The Eddas have nothing to say of the Milky-way. But we have clear evidence that it was considered by the German people a path for the dead. Indeed, in the scanty legends which survive, we can trace the characteristic features of the Indian myth of the bridge guarded by Yama’s dogs, and the souls led along it by the wind-god. The wind-god of the north is the father of gods, none less than Odin himself; and this is why Odin is described as riding with his Valkyriur to the battle-fields, to choose from the dead the heroes who shall go with him to Valhöll, the hall of the chosen. It is because, as the wind-god, he collects the breath of the departed. Odin and Freyja (Air and Earth) divide the slain, says one legend—that is, the bodies go to earth, the breath goes to heaven. Now, in the Middle Ages, when Odin-worship had been overthrown, the gods of Asgaard descended to Helheim; from being deities they were turned into fiends. Odin still pursued his office as leader of the souls; but now he was huntsman of hell. One of the commonest appearances of this fiend, therefore, is as a huntsman—called the Wild Huntsman. He is heard by the peasants of the wild mountain districts at this day. He is companioned by two dogs, and his chase goes on along the Milky-way all the year through, save during the twelve nights which follow Christmas. During that time he hunts on earth, and the peasant will do well to keep his door well-barred at night. If he does not, one of the hell-hounds will rush in and lie down in the ashes of the hearth. No power will move him during the ensuing year, and for all that time there will be trouble in the house. When the hunt comes round again he will rise from his couch and rush forth, wildly howling, to join his master.

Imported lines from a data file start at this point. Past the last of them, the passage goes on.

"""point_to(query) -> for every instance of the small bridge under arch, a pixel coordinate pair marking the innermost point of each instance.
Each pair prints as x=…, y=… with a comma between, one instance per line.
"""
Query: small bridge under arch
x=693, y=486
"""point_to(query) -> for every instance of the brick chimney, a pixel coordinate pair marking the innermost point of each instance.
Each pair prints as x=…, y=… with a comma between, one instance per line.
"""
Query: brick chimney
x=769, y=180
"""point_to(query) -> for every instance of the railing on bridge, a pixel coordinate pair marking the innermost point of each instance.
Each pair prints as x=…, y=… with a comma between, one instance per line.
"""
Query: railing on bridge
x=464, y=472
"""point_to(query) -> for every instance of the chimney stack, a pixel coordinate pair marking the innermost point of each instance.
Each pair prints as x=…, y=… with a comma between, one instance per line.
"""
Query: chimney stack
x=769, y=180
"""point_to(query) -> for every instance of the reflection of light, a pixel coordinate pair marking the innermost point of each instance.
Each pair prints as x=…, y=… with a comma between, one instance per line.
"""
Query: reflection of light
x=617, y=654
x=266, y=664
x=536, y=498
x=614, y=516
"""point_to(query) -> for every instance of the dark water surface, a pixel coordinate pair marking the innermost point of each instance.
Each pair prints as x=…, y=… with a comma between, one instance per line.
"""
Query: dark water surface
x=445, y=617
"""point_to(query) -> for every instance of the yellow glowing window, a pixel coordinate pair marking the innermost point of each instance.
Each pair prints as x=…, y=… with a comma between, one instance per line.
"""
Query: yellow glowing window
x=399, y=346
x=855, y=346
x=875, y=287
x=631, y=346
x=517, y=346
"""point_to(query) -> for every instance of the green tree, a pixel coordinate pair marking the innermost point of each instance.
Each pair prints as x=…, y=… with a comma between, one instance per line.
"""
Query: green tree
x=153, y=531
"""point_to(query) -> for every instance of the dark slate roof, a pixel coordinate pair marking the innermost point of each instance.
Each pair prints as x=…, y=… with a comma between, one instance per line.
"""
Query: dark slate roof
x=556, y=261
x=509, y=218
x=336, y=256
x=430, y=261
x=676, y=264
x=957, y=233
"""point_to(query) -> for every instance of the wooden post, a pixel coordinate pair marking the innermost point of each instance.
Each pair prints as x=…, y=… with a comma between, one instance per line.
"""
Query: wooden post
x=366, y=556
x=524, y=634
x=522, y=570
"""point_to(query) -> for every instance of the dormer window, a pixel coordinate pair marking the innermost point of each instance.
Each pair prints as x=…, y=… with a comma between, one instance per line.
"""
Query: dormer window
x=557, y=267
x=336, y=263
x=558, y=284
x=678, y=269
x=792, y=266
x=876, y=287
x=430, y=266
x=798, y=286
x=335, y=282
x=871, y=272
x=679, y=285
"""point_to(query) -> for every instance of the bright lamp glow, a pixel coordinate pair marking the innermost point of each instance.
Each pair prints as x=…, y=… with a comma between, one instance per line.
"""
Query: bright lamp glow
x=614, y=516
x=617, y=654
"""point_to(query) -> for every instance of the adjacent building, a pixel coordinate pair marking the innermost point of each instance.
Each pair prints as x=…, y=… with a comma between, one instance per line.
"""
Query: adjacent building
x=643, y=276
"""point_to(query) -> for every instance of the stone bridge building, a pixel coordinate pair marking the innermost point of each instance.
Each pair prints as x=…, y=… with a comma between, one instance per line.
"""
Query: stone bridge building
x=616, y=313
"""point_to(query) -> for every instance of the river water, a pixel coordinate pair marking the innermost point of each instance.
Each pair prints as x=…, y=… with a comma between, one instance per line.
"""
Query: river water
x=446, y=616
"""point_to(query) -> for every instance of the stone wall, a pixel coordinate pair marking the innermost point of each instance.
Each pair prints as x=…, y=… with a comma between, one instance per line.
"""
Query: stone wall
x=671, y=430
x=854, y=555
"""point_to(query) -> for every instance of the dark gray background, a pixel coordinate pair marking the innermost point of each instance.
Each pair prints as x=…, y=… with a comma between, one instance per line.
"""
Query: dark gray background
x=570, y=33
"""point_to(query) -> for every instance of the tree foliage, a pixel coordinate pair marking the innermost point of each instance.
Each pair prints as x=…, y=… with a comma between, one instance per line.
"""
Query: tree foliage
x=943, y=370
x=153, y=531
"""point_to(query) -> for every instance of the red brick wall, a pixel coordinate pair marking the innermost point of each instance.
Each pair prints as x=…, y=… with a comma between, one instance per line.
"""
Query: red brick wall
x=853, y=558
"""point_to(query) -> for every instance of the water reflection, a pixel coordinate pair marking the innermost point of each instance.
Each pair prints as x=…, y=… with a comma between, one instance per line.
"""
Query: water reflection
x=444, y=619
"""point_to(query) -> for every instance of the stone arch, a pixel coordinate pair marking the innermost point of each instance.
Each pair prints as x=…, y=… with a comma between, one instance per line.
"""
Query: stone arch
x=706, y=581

A gentler legend is that which we find preserved in a charming poem of the Swede, Torpelius, called “The Winter Street”—another of the names for the Milky-way. With this, in the form in which it has been rendered into English,[36] we may end our list of legends connected with the Sea of Death or the Bridge of Souls. The story is of two lovers:—
“Her name Salami was, his Zulamyth;
And each so loved, each other loved. Thus runs the tender myth:
“That once on earth they lived, and, loving there,
Were wrenched apart by night, and sorrow, and despair;
And when death came at last, with white wings given,
Condemned to live apart, each reached a separate heaven.